ROTH: Aabri is Black, and she especially wants to make talking about mental health normal for kids like her.

AABRI: I have a lot of Black friends who have struggled with it, who are struggling with it. And they don't like to talk about it because it's like, that's a white person thing.

ROTH: Hurting yourself isn't just a white person thing. Suicide rates among young people have been going up for more than a decade. But it is worse for Black kids, especially if you look at attempts, not suicides.

MICHAEL LINDSEY: Blacks were the only group for which the rates actually were trending upward.

ROTH: Michael Lindsey is a professor at NYU and the lead author of a study published in the journal Pediatrics last year. It found the rate of suicide attempts among Black kids went up almost 75% between 1991 and 2017. Lindsey's analyzing data from 2019 now and believes the trend will continue. Suicide attempts are the biggest risk factor for suicide. Nobody knows exactly why more Black children are trying to hurt themselves. Lindsey points to the fact that Black kids are less likely to be getting mental health care.

Donna Holland Barnes is a professor in the psychiatry department at Howard University, where she teaches medical students about suicide risk management. She says signs of depression can be different in white and Black kids. In Black kids, depression sometimes shows up as being angry or what adults see as being disobedient. And she says Black kids may face stresses white kids don't.

DONNA HOLLAND BARNES: They're not always treated the same. Racism is alive and well.

ROTH: Barnes says it's important to train adults to watch for behaviors like giving away prized possessions.

HOLLAND BARNES: Anywhere where they are, we need to be able to have somebody recognize the signs.

ROTH: Boys and Girls Clubs around the country have been trying to do just that. Last year, three kids at clubs in the Columbus, Ohio, area admitted they'd been contemplating suicide, and staff realized they needed to do something. Olivia Namulindwa runs one of the clubs.

OLIVIA NAMULINDWA: It was kind of like a moment to make sure we educate ourselves on the situation and then apply that in working with the youth directly.

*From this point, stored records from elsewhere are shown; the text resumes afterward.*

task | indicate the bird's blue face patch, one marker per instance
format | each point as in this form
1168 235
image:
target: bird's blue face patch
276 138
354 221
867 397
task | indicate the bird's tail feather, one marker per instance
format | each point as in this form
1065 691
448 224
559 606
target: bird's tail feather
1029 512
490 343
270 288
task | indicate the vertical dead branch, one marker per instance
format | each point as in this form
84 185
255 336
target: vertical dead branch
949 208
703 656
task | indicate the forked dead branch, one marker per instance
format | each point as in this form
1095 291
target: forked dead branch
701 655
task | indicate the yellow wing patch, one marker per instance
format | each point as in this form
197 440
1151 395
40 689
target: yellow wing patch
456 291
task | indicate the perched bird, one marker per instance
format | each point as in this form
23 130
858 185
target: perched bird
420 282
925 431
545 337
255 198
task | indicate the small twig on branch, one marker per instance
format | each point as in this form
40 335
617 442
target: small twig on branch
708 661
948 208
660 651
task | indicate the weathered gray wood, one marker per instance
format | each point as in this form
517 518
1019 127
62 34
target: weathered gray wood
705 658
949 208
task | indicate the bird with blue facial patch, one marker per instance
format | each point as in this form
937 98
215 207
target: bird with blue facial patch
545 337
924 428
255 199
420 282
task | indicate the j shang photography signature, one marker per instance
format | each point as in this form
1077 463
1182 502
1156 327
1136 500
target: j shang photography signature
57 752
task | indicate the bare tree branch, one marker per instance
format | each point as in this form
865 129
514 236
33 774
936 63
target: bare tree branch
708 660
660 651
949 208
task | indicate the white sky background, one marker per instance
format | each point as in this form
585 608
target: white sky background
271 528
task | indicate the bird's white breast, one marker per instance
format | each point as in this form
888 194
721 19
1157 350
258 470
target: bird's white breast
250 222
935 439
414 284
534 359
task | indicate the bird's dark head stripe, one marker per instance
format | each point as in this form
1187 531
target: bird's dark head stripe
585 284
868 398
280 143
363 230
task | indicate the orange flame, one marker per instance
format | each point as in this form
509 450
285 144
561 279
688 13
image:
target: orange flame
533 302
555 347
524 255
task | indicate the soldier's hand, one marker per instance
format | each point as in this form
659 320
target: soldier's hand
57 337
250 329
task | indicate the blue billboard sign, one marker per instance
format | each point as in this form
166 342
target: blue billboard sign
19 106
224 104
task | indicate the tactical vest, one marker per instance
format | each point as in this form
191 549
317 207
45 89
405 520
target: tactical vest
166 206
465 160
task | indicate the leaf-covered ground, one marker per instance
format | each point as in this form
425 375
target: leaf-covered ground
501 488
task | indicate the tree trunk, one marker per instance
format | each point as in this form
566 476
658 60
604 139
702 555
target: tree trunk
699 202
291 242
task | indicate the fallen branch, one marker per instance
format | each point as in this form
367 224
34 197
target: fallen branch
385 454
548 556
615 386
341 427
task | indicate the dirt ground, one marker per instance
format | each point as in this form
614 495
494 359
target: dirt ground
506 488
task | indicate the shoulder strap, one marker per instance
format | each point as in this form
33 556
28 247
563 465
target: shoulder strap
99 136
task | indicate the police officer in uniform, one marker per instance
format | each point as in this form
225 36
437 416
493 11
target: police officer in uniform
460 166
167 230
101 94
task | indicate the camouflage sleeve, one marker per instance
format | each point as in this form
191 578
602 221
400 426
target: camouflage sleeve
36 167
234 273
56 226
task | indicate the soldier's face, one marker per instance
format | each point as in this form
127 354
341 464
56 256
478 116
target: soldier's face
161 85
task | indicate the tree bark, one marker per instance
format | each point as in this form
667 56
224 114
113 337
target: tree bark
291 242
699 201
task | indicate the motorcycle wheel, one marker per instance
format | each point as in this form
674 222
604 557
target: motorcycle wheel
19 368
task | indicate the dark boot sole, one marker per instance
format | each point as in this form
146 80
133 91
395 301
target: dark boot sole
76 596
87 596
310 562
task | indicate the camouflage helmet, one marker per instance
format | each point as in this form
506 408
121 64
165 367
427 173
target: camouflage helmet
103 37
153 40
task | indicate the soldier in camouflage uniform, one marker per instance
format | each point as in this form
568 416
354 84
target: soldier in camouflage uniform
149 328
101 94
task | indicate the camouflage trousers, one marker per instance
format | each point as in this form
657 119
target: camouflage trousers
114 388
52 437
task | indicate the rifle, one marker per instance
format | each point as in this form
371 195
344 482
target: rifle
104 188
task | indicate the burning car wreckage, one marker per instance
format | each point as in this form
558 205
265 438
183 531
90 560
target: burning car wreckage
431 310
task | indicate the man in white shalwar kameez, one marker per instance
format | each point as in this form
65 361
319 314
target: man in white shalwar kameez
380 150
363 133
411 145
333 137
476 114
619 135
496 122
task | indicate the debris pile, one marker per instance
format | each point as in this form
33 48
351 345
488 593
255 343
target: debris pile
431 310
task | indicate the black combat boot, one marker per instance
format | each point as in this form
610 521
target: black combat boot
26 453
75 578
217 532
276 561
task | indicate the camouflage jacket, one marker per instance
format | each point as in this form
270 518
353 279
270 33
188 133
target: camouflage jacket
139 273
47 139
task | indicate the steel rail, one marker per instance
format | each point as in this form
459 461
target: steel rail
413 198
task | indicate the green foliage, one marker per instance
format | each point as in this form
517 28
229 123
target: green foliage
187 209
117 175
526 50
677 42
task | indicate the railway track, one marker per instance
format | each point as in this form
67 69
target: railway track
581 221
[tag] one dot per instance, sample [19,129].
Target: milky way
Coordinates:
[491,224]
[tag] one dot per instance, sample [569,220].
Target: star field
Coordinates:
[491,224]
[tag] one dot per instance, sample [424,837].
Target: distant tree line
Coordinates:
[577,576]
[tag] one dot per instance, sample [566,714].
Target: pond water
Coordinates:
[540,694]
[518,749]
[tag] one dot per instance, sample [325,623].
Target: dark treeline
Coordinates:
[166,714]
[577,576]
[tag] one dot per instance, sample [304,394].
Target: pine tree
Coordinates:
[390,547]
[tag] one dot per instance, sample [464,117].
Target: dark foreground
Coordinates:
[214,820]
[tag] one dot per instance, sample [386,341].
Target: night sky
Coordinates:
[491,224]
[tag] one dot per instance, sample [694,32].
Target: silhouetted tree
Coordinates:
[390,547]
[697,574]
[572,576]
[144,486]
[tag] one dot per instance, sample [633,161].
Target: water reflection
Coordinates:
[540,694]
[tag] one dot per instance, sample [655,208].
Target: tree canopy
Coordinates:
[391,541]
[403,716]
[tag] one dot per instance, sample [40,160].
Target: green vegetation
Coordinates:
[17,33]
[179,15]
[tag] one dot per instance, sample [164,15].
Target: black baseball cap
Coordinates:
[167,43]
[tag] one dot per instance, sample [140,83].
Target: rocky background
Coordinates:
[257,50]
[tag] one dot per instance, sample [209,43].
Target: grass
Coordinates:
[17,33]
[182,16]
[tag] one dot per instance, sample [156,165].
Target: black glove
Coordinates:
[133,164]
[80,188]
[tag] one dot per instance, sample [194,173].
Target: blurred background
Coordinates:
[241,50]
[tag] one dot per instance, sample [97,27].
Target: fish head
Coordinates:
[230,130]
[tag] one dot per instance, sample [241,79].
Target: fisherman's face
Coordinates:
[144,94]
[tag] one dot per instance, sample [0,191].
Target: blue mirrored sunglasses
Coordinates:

ROTH: She and her colleagues reached out to the children's hospital and to a national suicide prevention group for guidance and some training. One thing they learned - talking about suicide doesn't encourage kids to do it. In fact, it can save a life. Experts say that's an especially important lesson right now, since they know COVID and the killing of George Floyd is adding to the stress on Black kids.

For NPR News, I'm Alisa Roth.

(SOUNDBITE OF LIAM THOMAS' "NEEDED LOVE")

MARTIN: If you or someone you know is thinking about suicide, there are free trained counselors available 24/7. You can call the National Suicide Prevention Hotline at 1-800-273-8255.